È giusto che i ragazzi si sentano protagonisti della vita che stanno vivendo già adesso. E capiscano che il loro contributo non dev’essere declinato al futuro, ma al presente. Anche perché l’età adolescenziale è quella che li vede indirizzare la vita. Ed è giusto che questa venga indirizzata verso ciò che li rende davvero liberi”.

“Margherita riesce sempre a toccare i cuori del pubblico che incontra usando parole semplici ma molto toccanti. Racconta il sentimento di una bambina che ha vissuto la perdita in maniera atroce, e di una donna che ha scelto da che parte stare. È encomiabile il suo spendersi costantemente e attivamente.

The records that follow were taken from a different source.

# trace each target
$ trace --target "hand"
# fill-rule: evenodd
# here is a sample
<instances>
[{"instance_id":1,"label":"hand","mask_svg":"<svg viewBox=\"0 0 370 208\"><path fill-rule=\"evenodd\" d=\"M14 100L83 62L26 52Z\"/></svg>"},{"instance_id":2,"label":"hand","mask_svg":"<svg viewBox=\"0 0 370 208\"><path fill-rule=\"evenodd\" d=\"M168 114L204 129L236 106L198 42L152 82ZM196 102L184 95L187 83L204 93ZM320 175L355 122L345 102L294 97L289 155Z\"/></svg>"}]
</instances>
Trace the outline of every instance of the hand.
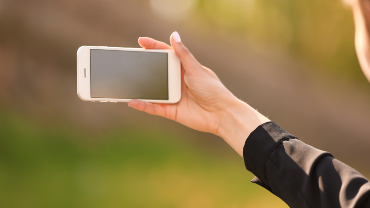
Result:
<instances>
[{"instance_id":1,"label":"hand","mask_svg":"<svg viewBox=\"0 0 370 208\"><path fill-rule=\"evenodd\" d=\"M177 32L172 47L144 37L138 42L145 48L173 49L181 62L181 98L177 103L152 103L133 100L128 105L139 110L174 120L190 128L222 137L242 156L249 134L269 121L234 95L212 70L199 63L181 42Z\"/></svg>"}]
</instances>

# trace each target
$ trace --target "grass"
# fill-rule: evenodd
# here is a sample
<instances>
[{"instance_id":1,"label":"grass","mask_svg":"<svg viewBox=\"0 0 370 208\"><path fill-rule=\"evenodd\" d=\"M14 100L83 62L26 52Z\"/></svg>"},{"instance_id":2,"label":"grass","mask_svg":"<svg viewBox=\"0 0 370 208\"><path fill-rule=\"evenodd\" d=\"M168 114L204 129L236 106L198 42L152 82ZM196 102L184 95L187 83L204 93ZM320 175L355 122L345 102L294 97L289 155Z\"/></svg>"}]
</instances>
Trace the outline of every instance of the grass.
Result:
<instances>
[{"instance_id":1,"label":"grass","mask_svg":"<svg viewBox=\"0 0 370 208\"><path fill-rule=\"evenodd\" d=\"M0 207L287 207L249 182L241 158L165 132L32 123L0 114Z\"/></svg>"}]
</instances>

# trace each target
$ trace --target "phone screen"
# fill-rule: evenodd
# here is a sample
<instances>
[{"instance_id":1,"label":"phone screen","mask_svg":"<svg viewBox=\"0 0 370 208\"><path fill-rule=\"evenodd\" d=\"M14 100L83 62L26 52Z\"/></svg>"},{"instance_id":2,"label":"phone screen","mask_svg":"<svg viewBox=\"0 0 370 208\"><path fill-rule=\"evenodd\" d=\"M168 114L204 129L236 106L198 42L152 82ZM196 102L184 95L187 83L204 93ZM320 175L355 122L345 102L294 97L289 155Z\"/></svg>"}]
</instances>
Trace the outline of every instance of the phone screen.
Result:
<instances>
[{"instance_id":1,"label":"phone screen","mask_svg":"<svg viewBox=\"0 0 370 208\"><path fill-rule=\"evenodd\" d=\"M167 55L90 49L91 97L168 100Z\"/></svg>"}]
</instances>

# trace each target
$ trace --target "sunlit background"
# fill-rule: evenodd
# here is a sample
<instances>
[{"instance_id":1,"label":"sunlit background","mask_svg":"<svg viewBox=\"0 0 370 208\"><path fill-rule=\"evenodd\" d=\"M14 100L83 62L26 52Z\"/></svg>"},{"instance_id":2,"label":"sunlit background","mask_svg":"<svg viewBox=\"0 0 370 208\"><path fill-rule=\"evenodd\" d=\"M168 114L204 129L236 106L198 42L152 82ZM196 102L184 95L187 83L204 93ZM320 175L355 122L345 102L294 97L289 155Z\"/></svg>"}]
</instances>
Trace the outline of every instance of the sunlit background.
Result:
<instances>
[{"instance_id":1,"label":"sunlit background","mask_svg":"<svg viewBox=\"0 0 370 208\"><path fill-rule=\"evenodd\" d=\"M340 0L0 1L0 207L287 207L220 138L77 94L83 45L179 32L239 98L370 176L370 84Z\"/></svg>"}]
</instances>

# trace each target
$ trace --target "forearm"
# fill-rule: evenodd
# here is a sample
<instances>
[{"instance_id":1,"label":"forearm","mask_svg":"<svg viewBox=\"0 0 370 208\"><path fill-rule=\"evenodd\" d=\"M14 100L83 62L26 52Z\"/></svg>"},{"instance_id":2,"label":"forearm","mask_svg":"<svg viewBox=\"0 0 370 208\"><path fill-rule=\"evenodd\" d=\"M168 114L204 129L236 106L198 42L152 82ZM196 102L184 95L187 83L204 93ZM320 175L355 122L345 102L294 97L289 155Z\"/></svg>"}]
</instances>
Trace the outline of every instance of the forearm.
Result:
<instances>
[{"instance_id":1,"label":"forearm","mask_svg":"<svg viewBox=\"0 0 370 208\"><path fill-rule=\"evenodd\" d=\"M370 81L370 0L356 0L352 6L356 27L356 52L361 68Z\"/></svg>"},{"instance_id":2,"label":"forearm","mask_svg":"<svg viewBox=\"0 0 370 208\"><path fill-rule=\"evenodd\" d=\"M243 154L247 168L260 179L253 182L291 207L370 206L368 180L273 123L250 134Z\"/></svg>"},{"instance_id":3,"label":"forearm","mask_svg":"<svg viewBox=\"0 0 370 208\"><path fill-rule=\"evenodd\" d=\"M243 157L246 138L257 127L270 121L249 105L236 99L225 111L215 134Z\"/></svg>"}]
</instances>

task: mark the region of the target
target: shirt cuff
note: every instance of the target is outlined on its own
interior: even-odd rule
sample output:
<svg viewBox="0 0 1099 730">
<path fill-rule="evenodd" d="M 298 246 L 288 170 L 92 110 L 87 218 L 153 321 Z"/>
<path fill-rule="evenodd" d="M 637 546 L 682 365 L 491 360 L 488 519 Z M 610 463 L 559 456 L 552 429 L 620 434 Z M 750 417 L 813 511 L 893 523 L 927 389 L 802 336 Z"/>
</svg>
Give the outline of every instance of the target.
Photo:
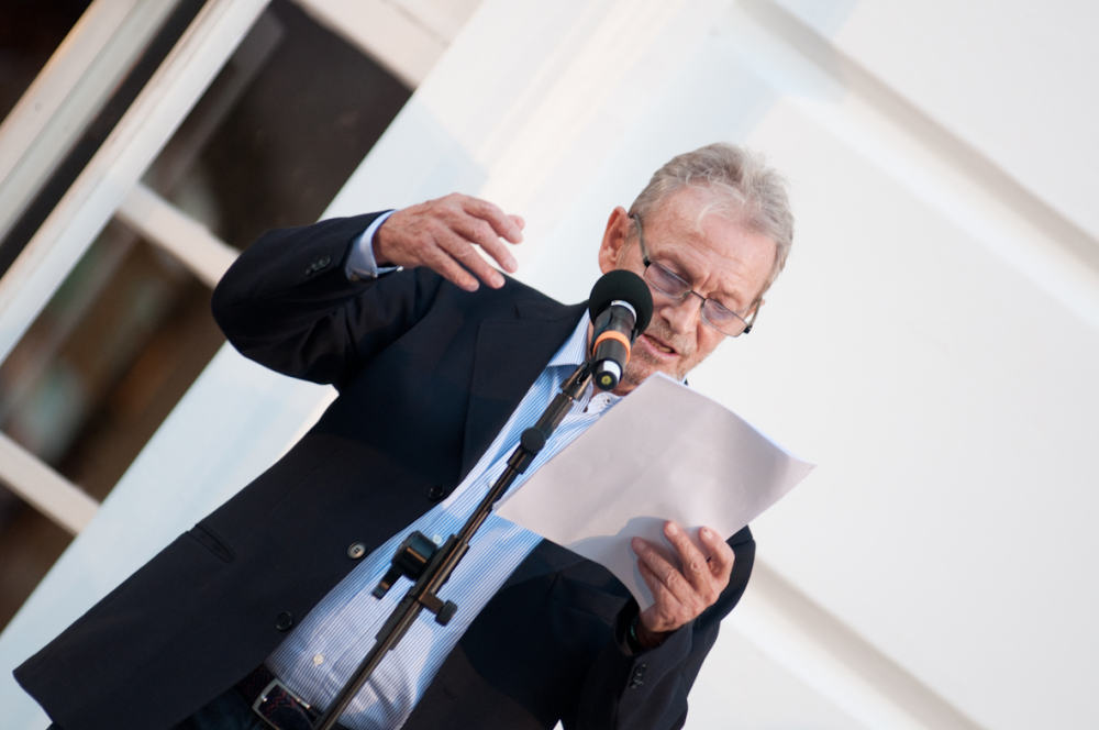
<svg viewBox="0 0 1099 730">
<path fill-rule="evenodd" d="M 379 268 L 378 262 L 374 259 L 374 234 L 393 212 L 392 210 L 387 210 L 378 215 L 370 223 L 369 228 L 352 241 L 351 253 L 347 255 L 347 264 L 344 266 L 344 273 L 352 281 L 367 281 L 376 279 L 382 274 L 401 270 L 400 266 L 382 266 Z"/>
</svg>

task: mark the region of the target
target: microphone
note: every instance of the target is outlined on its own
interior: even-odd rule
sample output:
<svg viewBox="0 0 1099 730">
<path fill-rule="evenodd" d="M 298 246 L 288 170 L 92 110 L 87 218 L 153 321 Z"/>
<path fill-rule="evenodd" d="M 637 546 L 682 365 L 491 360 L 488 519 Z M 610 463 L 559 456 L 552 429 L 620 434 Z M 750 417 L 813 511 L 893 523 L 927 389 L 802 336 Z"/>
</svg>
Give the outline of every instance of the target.
<svg viewBox="0 0 1099 730">
<path fill-rule="evenodd" d="M 622 268 L 596 281 L 588 299 L 591 317 L 592 377 L 601 390 L 612 390 L 630 362 L 630 347 L 653 319 L 653 295 L 644 279 Z"/>
</svg>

Ringrazio entrambi gli Istituti Comprensivi e tutti gli insegnanti, che quotidianamente seminano legalità”.Margherita Asta con gli studenti di Santa Maria La Stella

Il sindaco di Aci Sant’Antonio, Quintino Rocca, ha sottolineato: “Mettiamo sempre il nostro impegno per l’organizzazione di eventi del genere. Perché la coscienza civile va alimentata giorno dopo giorno. Non può essere qualcosa della quale ricordarsi solo nelle celebrazioni calendarizzate.
Ringrazio i volontari diLibera – Presidio delle Aci’ per tutto quello che fanno. Si tratta di una realtà davvero importante, che ha bisogno di un sostegno massimo, da parte di istituzioni e associazioni”.